Doris Kearns Goodwin's remarkable 2005 book, Team of Rivals, uncovers the many leadership lessons to be learned from Abraham Lincoln. Her entire work is dedicated to the idea that Lincoln's greatness is to be found in his willingness to embrace the concept of a leadership team composed of men who were not only diverse in their views, but were his personal rivals as well. In exquisite detail Goodwin tracks the careers of Civil War cabinet members William H. Seward, Salmon P. Chase, and Edward Bates, three men with far more national recognition and, seemingly, presidential capabilities than the lightweight lawyer from rural Illinois. Each had gone to the 1860 Chicago Republican Convention assuming that one of them would be running for president in the fall; none had given a second thought to Lincoln or his chances.
When Lincoln deliberately decided to include these men in the innermost workings of his daily administration he was taking a risk. Senator Seward took the offer to mean that he would be the acting president behind a figurehead Lincoln.
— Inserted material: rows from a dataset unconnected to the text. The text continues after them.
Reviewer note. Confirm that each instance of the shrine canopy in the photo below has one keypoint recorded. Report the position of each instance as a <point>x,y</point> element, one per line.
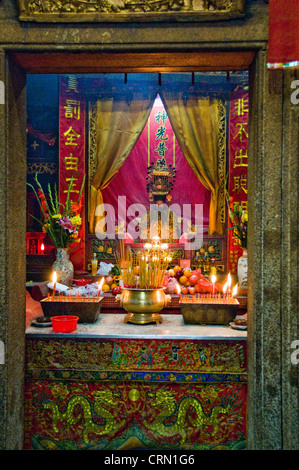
<point>283,34</point>
<point>157,141</point>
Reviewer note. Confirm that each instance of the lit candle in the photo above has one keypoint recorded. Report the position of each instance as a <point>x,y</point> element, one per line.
<point>229,283</point>
<point>178,289</point>
<point>100,286</point>
<point>54,280</point>
<point>213,282</point>
<point>235,290</point>
<point>224,290</point>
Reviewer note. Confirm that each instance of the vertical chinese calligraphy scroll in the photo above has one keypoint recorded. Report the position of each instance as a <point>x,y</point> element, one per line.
<point>72,153</point>
<point>161,138</point>
<point>238,165</point>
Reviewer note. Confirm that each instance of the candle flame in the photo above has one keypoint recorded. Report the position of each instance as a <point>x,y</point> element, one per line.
<point>101,283</point>
<point>235,290</point>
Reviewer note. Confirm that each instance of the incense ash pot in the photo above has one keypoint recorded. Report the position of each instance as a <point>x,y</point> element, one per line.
<point>143,305</point>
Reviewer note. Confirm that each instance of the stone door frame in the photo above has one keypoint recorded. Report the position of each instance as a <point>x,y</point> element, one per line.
<point>272,203</point>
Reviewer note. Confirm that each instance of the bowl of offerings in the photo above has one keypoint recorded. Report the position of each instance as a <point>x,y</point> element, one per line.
<point>143,305</point>
<point>143,295</point>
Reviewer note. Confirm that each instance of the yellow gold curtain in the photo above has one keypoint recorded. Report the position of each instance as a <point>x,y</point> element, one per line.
<point>195,123</point>
<point>120,119</point>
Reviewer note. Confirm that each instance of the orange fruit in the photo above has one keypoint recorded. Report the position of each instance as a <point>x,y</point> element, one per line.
<point>187,272</point>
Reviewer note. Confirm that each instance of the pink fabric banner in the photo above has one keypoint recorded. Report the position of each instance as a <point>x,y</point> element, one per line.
<point>72,154</point>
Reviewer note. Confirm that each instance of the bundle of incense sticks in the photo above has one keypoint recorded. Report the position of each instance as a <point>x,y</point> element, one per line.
<point>152,269</point>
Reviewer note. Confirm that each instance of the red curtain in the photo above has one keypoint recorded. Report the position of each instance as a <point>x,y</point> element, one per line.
<point>130,181</point>
<point>283,33</point>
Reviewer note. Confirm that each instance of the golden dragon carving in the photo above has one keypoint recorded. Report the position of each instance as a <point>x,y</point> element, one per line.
<point>165,400</point>
<point>102,398</point>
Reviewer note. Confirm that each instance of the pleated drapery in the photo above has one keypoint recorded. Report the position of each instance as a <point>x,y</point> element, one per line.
<point>195,121</point>
<point>120,121</point>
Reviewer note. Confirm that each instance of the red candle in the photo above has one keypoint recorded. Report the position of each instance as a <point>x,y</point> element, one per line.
<point>54,279</point>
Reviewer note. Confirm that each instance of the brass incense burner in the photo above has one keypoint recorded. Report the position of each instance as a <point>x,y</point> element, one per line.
<point>143,305</point>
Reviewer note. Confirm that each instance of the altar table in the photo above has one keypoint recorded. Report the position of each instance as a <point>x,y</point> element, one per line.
<point>111,385</point>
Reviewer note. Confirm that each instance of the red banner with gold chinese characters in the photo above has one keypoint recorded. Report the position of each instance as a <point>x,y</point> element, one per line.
<point>238,165</point>
<point>72,154</point>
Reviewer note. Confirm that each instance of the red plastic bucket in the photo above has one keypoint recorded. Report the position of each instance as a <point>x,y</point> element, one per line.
<point>64,323</point>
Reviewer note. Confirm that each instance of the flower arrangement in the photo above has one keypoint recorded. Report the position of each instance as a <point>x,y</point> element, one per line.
<point>239,220</point>
<point>60,221</point>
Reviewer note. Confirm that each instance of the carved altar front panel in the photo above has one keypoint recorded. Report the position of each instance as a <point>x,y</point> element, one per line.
<point>126,394</point>
<point>129,10</point>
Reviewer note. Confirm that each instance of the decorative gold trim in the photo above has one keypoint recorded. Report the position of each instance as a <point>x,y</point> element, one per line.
<point>221,159</point>
<point>75,11</point>
<point>41,168</point>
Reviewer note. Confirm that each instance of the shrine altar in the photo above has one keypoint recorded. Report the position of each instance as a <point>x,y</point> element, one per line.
<point>116,386</point>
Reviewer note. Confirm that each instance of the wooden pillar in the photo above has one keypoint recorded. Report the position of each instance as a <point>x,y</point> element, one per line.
<point>272,238</point>
<point>12,252</point>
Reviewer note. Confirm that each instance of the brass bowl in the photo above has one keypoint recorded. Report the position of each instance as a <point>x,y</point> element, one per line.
<point>143,305</point>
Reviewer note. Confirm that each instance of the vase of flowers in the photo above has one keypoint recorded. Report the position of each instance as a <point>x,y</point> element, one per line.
<point>61,223</point>
<point>239,220</point>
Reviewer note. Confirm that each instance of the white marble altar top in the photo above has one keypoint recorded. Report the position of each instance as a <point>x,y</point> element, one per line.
<point>172,327</point>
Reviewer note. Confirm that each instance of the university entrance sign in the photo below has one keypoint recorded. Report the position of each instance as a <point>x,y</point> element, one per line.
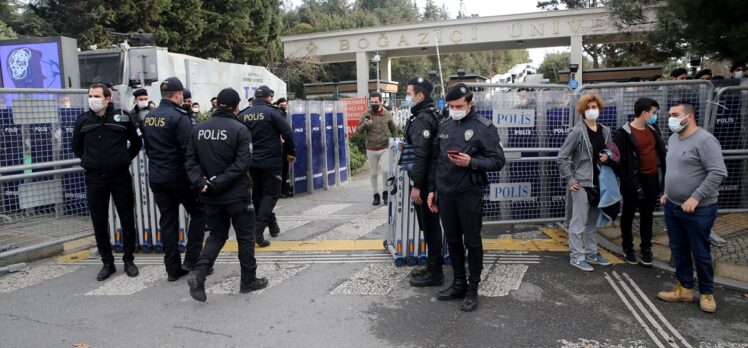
<point>521,31</point>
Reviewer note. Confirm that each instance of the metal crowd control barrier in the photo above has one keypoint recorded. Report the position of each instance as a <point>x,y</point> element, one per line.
<point>42,188</point>
<point>319,132</point>
<point>532,121</point>
<point>728,124</point>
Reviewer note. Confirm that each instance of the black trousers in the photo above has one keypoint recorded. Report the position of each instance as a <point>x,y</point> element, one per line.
<point>265,193</point>
<point>285,169</point>
<point>631,202</point>
<point>432,229</point>
<point>99,187</point>
<point>220,217</point>
<point>462,217</point>
<point>168,197</point>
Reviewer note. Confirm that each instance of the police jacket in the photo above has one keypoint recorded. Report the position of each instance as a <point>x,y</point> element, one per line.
<point>166,131</point>
<point>138,115</point>
<point>268,124</point>
<point>420,133</point>
<point>102,142</point>
<point>475,136</point>
<point>629,164</point>
<point>218,155</point>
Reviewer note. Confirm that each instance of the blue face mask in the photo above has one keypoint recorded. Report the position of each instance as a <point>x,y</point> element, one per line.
<point>652,120</point>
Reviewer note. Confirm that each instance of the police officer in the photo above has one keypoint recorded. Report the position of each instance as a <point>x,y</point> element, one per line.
<point>141,105</point>
<point>267,124</point>
<point>100,140</point>
<point>218,161</point>
<point>467,147</point>
<point>187,106</point>
<point>166,132</point>
<point>420,133</point>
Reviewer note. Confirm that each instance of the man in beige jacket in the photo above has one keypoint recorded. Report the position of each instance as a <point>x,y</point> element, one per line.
<point>378,126</point>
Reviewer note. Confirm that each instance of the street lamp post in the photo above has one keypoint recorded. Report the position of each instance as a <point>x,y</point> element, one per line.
<point>376,59</point>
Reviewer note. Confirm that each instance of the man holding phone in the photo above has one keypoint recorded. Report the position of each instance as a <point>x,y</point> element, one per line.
<point>467,148</point>
<point>378,126</point>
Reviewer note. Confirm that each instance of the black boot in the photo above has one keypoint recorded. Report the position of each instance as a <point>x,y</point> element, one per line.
<point>454,291</point>
<point>131,270</point>
<point>274,228</point>
<point>106,271</point>
<point>470,303</point>
<point>196,281</point>
<point>252,285</point>
<point>434,276</point>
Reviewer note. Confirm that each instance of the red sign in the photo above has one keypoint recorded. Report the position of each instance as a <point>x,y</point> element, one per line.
<point>354,108</point>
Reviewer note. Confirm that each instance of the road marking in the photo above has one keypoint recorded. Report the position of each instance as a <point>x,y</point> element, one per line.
<point>124,285</point>
<point>499,279</point>
<point>288,225</point>
<point>631,309</point>
<point>325,209</point>
<point>33,276</point>
<point>656,311</point>
<point>585,343</point>
<point>374,279</point>
<point>275,273</point>
<point>353,229</point>
<point>644,310</point>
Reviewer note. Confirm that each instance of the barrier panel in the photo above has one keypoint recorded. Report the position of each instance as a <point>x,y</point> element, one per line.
<point>42,189</point>
<point>728,124</point>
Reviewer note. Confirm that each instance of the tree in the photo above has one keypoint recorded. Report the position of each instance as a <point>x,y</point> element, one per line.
<point>555,62</point>
<point>610,55</point>
<point>715,28</point>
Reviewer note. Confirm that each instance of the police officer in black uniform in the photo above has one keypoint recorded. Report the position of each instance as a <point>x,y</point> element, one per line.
<point>420,133</point>
<point>166,132</point>
<point>106,140</point>
<point>467,148</point>
<point>218,161</point>
<point>267,124</point>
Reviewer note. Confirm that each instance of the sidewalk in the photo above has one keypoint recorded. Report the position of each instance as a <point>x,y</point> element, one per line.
<point>730,260</point>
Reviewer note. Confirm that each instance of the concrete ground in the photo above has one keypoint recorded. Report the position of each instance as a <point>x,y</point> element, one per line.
<point>332,286</point>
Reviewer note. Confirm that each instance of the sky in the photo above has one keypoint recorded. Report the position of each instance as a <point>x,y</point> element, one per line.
<point>487,8</point>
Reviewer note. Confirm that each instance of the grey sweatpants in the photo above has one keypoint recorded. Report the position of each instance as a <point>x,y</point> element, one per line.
<point>379,164</point>
<point>582,227</point>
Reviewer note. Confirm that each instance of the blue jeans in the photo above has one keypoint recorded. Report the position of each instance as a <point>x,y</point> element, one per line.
<point>689,244</point>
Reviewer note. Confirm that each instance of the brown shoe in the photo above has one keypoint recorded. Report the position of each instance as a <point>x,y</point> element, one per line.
<point>707,303</point>
<point>677,294</point>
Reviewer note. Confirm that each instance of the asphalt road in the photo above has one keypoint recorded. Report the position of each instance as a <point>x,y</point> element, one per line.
<point>357,298</point>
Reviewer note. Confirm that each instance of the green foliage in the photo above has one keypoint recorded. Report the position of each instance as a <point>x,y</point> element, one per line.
<point>555,62</point>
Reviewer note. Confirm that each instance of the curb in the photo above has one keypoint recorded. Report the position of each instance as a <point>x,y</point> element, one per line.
<point>663,266</point>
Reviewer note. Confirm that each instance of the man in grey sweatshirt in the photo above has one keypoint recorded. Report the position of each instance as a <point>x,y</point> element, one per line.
<point>696,169</point>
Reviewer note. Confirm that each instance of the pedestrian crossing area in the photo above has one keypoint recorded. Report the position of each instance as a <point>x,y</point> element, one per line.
<point>364,274</point>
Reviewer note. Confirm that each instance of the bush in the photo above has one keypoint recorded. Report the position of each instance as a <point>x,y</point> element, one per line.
<point>357,157</point>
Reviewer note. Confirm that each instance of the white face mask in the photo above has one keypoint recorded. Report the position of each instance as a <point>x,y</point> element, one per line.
<point>457,114</point>
<point>674,124</point>
<point>592,114</point>
<point>96,104</point>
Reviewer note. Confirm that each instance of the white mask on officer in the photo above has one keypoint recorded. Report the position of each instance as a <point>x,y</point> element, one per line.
<point>96,104</point>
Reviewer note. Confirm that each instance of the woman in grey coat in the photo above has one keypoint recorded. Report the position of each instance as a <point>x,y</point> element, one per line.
<point>578,162</point>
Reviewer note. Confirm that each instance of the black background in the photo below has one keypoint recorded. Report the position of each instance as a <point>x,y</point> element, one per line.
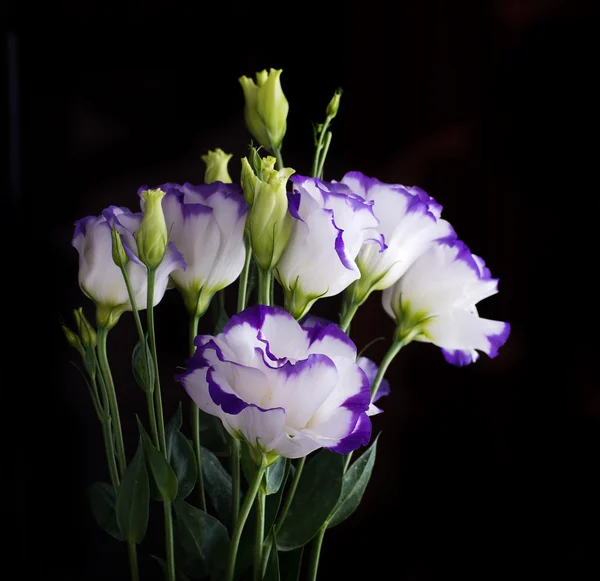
<point>485,472</point>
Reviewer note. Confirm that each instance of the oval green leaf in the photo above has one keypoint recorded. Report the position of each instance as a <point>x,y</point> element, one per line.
<point>319,488</point>
<point>102,500</point>
<point>202,538</point>
<point>354,484</point>
<point>133,499</point>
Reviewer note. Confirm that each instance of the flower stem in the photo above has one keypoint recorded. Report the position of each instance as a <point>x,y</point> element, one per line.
<point>112,398</point>
<point>235,480</point>
<point>317,543</point>
<point>260,535</point>
<point>195,412</point>
<point>243,283</point>
<point>290,496</point>
<point>239,525</point>
<point>169,544</point>
<point>133,568</point>
<point>142,337</point>
<point>264,287</point>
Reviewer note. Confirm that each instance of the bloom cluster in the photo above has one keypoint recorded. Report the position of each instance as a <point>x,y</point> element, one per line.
<point>280,383</point>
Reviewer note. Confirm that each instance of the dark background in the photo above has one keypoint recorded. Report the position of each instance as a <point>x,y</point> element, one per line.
<point>485,472</point>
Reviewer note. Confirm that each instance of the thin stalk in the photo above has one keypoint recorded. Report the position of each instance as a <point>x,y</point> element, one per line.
<point>324,155</point>
<point>195,412</point>
<point>239,525</point>
<point>259,535</point>
<point>112,398</point>
<point>264,287</point>
<point>133,568</point>
<point>169,543</point>
<point>290,496</point>
<point>142,338</point>
<point>317,543</point>
<point>243,283</point>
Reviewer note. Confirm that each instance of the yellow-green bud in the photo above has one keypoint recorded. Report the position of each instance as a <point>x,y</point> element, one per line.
<point>152,237</point>
<point>216,166</point>
<point>334,104</point>
<point>266,108</point>
<point>268,223</point>
<point>119,255</point>
<point>84,328</point>
<point>72,339</point>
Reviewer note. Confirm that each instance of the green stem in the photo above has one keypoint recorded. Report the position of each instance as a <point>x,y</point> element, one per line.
<point>110,454</point>
<point>239,525</point>
<point>133,568</point>
<point>142,338</point>
<point>264,287</point>
<point>387,359</point>
<point>317,158</point>
<point>112,398</point>
<point>235,480</point>
<point>260,535</point>
<point>195,412</point>
<point>290,496</point>
<point>324,155</point>
<point>243,284</point>
<point>317,543</point>
<point>169,544</point>
<point>277,153</point>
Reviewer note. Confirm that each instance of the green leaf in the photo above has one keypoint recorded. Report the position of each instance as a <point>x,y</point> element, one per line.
<point>133,499</point>
<point>290,563</point>
<point>319,489</point>
<point>275,474</point>
<point>181,455</point>
<point>162,473</point>
<point>217,485</point>
<point>219,313</point>
<point>354,484</point>
<point>203,538</point>
<point>179,576</point>
<point>143,377</point>
<point>102,500</point>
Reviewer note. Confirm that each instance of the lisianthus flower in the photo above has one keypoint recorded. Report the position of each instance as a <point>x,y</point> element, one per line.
<point>101,279</point>
<point>409,221</point>
<point>285,389</point>
<point>435,300</point>
<point>330,227</point>
<point>206,223</point>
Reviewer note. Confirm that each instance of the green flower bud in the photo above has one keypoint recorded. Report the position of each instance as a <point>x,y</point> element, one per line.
<point>216,166</point>
<point>152,237</point>
<point>268,223</point>
<point>334,104</point>
<point>73,339</point>
<point>266,108</point>
<point>84,328</point>
<point>119,255</point>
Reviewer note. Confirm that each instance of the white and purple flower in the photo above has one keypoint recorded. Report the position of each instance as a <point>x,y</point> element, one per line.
<point>284,388</point>
<point>101,279</point>
<point>435,300</point>
<point>330,227</point>
<point>409,221</point>
<point>206,223</point>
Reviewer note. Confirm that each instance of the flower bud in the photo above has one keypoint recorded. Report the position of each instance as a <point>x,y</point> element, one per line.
<point>268,223</point>
<point>216,166</point>
<point>266,108</point>
<point>334,105</point>
<point>152,237</point>
<point>84,328</point>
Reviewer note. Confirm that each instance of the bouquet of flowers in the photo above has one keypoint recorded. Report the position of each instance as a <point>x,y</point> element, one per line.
<point>281,445</point>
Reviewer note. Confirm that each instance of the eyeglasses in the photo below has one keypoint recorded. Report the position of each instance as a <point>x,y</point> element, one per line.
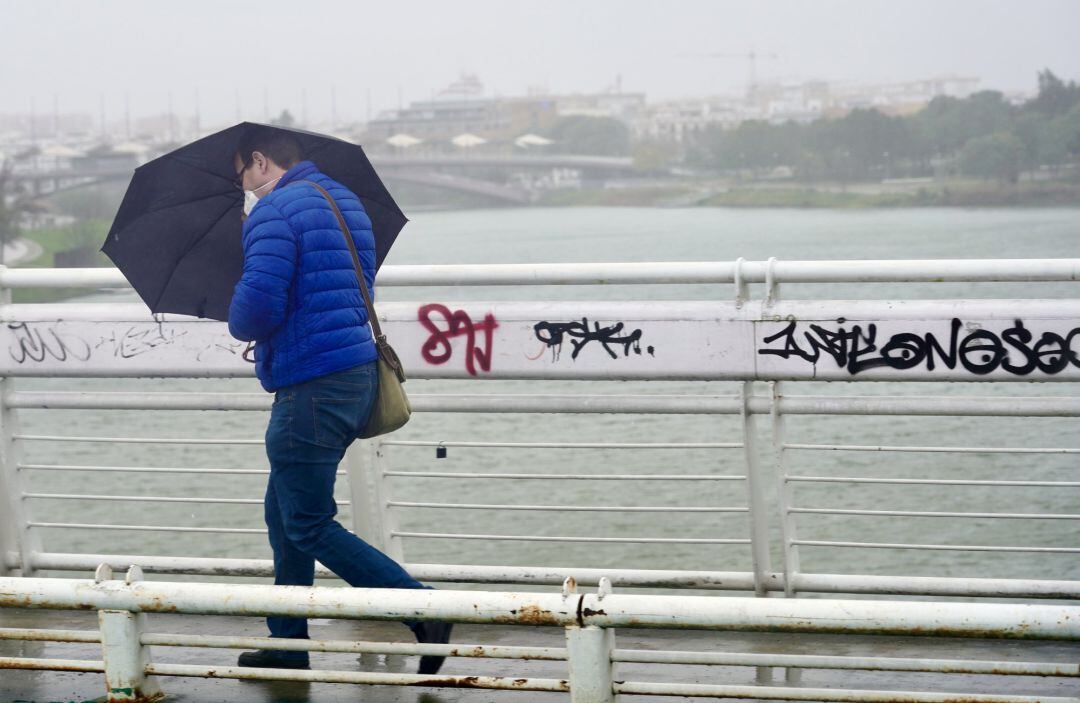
<point>239,180</point>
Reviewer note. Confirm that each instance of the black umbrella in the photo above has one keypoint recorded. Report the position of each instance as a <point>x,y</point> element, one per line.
<point>176,235</point>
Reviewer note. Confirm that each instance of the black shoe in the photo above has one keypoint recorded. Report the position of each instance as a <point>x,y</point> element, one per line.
<point>432,633</point>
<point>269,659</point>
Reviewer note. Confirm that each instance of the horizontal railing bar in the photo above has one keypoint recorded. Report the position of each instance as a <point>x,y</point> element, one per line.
<point>926,405</point>
<point>948,548</point>
<point>566,445</point>
<point>831,694</point>
<point>437,572</point>
<point>916,513</point>
<point>853,447</point>
<point>862,663</point>
<point>151,528</point>
<point>588,509</point>
<point>651,272</point>
<point>50,437</point>
<point>164,470</point>
<point>450,474</point>
<point>134,401</point>
<point>544,538</point>
<point>481,651</point>
<point>154,499</point>
<point>820,616</point>
<point>963,406</point>
<point>52,664</point>
<point>51,635</point>
<point>555,576</point>
<point>360,677</point>
<point>950,586</point>
<point>933,482</point>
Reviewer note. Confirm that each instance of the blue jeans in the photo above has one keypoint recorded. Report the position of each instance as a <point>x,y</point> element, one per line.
<point>311,424</point>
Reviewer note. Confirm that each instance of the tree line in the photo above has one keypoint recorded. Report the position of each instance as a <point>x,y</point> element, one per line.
<point>983,136</point>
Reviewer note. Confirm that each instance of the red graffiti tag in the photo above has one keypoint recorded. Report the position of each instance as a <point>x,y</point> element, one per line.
<point>436,349</point>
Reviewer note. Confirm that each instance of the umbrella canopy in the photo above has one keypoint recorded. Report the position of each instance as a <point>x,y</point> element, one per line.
<point>532,140</point>
<point>177,233</point>
<point>467,140</point>
<point>403,140</point>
Then, as if he had not invited enough trouble into his house, Lincoln chose three Democrats to be Postmaster General, Secretary of War, and Secretary of the Navy.
It did not make for an easy beginning. Seward immediately invited Lincoln to come to his home, hat in hand, where the greater man could instruct the lesser one on cabinet selections and other pressing matters. War Secretary Edwin M. Stanton rather openly referred to the president as "the original gorilla," and the upper crust ladies of Washington, including the cabinet wives, were socially brutal to Mary Lincoln upon her arrival, going out of their ways to insult and embarrass her.
These were just the kinds of difficulties the elders at my church were trying to avoid with our unwritten veto rule. Surely God wouldn't want us to actually invite potential disunity into our leadership. Yet Goodwin's thesis that great leadership neither punishes nor ignores ideological foes, but rather embraces them, has important implications for our increasingly large and complex church governmental structures. The danger of group-think is ever present in congregations where dissent is seen only as a problem. Church leaders often extol the virtues of 90 percent congregational confirmation votes for the new building program or the new minister, or the elders' "unanimous agreement" that the church needs to take a certain action. But we forget that many of God's commands in Scripture required leaders to go against the tides of popular opinion. If Abraham Lincoln could use the power of diverse opinions and contrary egos to save the nation, then we ought to look more closely at the benefits of dissenting opinions in our churches as well.